Clouds appealed to me less, perhaps they seemed not to possess so much mystery, or perhaps because too much had been written about them. A friend of mine from Barcelona once exhausted the subject of clouds. Sitting beside me in the cinema one day watching little puffs of white cloud cross behind the Washington Capitol in a film by Otto Preminger, he said: “A minor detail, but not irrelevant: those clouds passed that way over thirty years ago.”

I never saw anyone so focused on one of the billions of useless details from the past; never anyone so immobile in a cinema, so still, so literally in the clouds as my friend was that day. Since then, clouds haven’t played much of a role in my books; perhaps I fear that readers will become similarly immobilized or perhaps I don’t want them guessing I wish to immobilize them.

Fog, on the other hand, has always been one of the things that fascinated me most in this world. There have been times when it’s seemed to me that everything was contained within it. Curiously, I never managed to see any on my first trip to London, and I still haven’t gotten over that disappointment. Smoke, by contrast, isn’t as beautiful or as mystical, but it also appeals to me.
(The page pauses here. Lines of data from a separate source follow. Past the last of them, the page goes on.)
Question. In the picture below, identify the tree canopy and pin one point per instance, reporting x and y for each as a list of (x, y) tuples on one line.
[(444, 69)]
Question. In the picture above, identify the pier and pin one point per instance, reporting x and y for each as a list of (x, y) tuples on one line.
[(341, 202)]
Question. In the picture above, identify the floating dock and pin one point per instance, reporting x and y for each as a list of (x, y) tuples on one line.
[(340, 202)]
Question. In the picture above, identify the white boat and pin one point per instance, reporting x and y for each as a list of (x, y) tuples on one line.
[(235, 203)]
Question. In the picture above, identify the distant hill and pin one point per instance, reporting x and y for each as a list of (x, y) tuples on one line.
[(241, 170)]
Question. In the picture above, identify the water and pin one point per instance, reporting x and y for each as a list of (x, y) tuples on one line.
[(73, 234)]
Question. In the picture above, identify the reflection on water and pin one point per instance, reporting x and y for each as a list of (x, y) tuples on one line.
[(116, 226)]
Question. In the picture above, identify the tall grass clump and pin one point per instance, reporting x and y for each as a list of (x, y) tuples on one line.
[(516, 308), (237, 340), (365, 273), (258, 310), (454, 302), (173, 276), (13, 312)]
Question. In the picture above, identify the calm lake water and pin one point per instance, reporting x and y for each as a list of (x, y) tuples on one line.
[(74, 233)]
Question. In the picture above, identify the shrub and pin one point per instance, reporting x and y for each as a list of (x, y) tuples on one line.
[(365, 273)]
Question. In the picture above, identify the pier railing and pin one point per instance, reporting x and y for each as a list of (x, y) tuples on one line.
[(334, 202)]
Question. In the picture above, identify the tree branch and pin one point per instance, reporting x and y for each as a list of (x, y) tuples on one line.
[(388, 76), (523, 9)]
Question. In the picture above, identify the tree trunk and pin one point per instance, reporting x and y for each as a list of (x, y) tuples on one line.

I don’t know the reasons, much as I sometimes think I’ve guessed them. I remember that my father didn’t envy the unbearably competitive guy next door in the least, but he was jealous of the smoke that issued from that horrible neighbor’s chimney. I’ve always thought I could perhaps begin with that memory in order to understand why smoke interested me so much, at least as literary material.

We were descending a muddy path. Smoke was the first thing I saw as we started to get close to the corner of the park where Huyghe’s incredible, unforgettable Untilled was located. Land to cultivate, to farm, to plough? More than anything, on my first visit to that space I found so disturbing, I was able to appreciate the consummate oddness of the place. A person couldn’t remain indifferent there. One immediately realized it was one of the foremost spaces in the whole of Documenta.

Not even Raymond Roussel could have improved on that atmosphere of extreme weirdness. Indeed, Huyghe had just quoted Roussel in an interview, though saying that the phrase might possibly be apocryphal: “The best place to travel is your own room.” (Apocryphal it is, though not entirely. I am a humble expert on Roussel and permit myself to clarify here that the sentence was actually much longer and expressed something slightly different: in it Roussel explained he’d gone all the way around the world twice, and even so, none of those journeys had provided any material for his books, which he thought worth pointing out, because it demonstrated in a very tangible way the importance of the creative imagination in his work.)